志貴島の 倭(やまと)の國は 言霊(ことだま)の 佑(さき)はふ國ぞ 福(さき)く  
ありとぞ 

『萬葉集』にある 柿本人麻呂の歌である。
意訳) 島々からなるこの日本国の言葉には魂が宿っており、その霊力によって幸福がもたらされる。

神代より 云伝(いひつ)てけらく 虚(そら)見つ 倭(やまと)の國は 皇神(すめ がみ)の 嚴(いつ)くしき国 言霊の 幸(さき)はふ国と 語り継ぎ 言ひ継がひけり 今 の世の 人もことごと 目の嚴(いつ)駆使前に 見たり知りたり

こちらも同じく『萬葉集』より 山上憶良が詠んだものである。
意訳) 神代の頃より言い伝えられてきたように、天の神々から見てもこの国の言葉には嚴(おごそ)かな魂が宿っており、その霊力によって幸溢れる国であると語り継がれている。 今の世の人もこれを心しながら日本の言葉を使えよと…。

古来より、日本の言葉には 「魂・命」が宿っていて、その言葉自体が有する神霊的の働きや霊妙な力によって、表現したことを実現させる助力になる、またその言葉以上の想いを伝えられると信じられてきた。
悪い言葉には不吉な言霊が宿っているので、悪い言葉を発すると凶事を招くよ!
逆に、良い言葉には幸福の言霊が宿っているので、良い言葉を使いましょうね~!
という、一見聖教的な教えではあるが、この慣習は極々身近に私たちの生活の中に浸透している。
例えば、「事故にあうかもしれない…」なんて口にすると、ホントに事故っちゃうかもしれないから、「絶対に大丈夫!」って言っておこう! とか…?!
気持ちの持ち方ひとつだと言われればそれまでだけど、一旦口から出した言葉(日本語)には、現在と未来に影響を及ぼす神秘的な力を有しているのだと、私たちは無意識の内に伝え教えられてきた。
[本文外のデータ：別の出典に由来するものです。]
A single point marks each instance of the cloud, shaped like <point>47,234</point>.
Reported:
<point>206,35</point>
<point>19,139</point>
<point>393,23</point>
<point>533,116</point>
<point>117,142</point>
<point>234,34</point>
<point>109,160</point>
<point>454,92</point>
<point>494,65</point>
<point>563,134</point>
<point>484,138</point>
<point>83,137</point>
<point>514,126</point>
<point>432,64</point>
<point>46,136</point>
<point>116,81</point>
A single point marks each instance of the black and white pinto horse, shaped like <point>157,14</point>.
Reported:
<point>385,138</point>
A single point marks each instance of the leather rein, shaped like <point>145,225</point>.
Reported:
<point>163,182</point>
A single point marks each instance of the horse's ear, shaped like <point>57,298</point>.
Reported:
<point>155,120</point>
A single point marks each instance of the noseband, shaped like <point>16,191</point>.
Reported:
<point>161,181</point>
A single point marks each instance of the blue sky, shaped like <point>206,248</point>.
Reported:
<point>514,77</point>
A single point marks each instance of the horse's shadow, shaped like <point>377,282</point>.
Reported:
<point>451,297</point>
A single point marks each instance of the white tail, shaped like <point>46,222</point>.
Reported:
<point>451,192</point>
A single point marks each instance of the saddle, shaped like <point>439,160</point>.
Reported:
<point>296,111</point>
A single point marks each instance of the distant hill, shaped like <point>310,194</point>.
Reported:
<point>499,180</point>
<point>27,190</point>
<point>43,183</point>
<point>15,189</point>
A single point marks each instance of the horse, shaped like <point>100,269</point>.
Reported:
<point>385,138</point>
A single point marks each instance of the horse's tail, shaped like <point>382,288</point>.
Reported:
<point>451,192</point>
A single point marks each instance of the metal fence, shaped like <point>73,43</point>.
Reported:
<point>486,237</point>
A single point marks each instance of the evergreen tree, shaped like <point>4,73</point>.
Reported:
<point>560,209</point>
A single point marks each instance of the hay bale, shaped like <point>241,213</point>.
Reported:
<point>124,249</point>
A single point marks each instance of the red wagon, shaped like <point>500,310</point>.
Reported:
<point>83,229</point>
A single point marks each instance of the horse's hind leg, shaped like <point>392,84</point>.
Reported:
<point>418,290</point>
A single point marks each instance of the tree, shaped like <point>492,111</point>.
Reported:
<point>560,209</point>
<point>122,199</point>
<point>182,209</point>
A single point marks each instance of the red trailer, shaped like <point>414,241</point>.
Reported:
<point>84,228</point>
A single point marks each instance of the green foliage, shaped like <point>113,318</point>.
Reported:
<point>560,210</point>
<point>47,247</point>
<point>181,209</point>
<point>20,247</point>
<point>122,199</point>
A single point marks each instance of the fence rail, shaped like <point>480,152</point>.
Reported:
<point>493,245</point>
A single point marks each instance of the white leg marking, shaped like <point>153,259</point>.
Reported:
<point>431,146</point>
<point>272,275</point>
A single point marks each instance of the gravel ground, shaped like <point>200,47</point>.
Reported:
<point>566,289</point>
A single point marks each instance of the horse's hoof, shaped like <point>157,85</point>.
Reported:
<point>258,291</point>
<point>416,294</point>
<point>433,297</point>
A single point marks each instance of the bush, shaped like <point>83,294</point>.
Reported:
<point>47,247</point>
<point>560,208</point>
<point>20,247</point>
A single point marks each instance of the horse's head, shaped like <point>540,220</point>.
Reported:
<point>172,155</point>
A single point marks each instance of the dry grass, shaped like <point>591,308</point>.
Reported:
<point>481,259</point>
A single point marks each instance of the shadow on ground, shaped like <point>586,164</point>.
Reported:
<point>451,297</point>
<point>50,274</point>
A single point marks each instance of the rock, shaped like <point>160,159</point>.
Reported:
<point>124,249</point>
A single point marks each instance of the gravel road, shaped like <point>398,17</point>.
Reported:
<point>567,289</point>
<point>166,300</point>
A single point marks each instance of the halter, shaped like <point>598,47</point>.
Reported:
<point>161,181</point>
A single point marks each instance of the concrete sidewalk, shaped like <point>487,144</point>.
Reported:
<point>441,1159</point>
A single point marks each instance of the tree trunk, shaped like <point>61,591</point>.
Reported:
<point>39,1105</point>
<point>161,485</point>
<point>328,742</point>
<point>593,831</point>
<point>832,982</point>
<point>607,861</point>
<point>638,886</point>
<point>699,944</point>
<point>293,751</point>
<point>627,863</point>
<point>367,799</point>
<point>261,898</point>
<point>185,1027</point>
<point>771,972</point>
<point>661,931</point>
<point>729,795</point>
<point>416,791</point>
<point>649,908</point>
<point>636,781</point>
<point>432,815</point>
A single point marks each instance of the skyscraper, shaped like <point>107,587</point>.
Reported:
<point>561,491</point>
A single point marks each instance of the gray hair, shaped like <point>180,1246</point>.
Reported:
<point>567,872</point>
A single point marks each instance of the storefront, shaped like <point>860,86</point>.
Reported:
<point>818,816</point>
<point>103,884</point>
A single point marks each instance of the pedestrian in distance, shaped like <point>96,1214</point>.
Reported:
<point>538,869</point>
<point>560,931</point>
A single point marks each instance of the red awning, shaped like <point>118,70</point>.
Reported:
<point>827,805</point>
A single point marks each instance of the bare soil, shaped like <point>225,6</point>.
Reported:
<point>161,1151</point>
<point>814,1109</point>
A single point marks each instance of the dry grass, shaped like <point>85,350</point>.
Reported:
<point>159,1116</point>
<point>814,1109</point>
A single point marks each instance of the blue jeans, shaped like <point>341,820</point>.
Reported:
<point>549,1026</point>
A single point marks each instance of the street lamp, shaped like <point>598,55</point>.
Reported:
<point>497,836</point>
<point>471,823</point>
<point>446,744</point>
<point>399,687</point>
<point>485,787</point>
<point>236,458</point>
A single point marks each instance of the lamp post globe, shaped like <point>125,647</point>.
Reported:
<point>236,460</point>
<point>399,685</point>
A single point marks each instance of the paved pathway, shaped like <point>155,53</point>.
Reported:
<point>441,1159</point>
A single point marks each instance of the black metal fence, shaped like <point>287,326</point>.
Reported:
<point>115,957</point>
だからこそ、‘南無阿弥陀仏’という教えが、今の世に、日本にだけ残ったのではないかと思った。

インドで生まれた仏教が、国を越えて時を越えて世界中に広まったにもかかわらず、今の世に ‘南無阿弥陀仏’の教えは日本にしか生きていないのが現状である。
もちろん仏さまの御働きが前提にあるも、日本の言葉を “言霊” として大切にしてきたこの国の文化が、‘南無阿弥陀仏’ というはかり知れない大きな功徳を秘めた言葉を守り続けて下さった。
一見、仏法とは無関係なようでありながら、言葉の一つ一つに宿る大きな力を “言霊”として敬ってきたこの国のご先祖さまによって、‘南無阿弥陀仏’ という言葉が、今、ここの私に所に届けられたのは事実であり、この不思議な御力・御働きを考えた時、すべてのモノ、すべての事が、‘仏さまとの縁続き’ であるような気がした。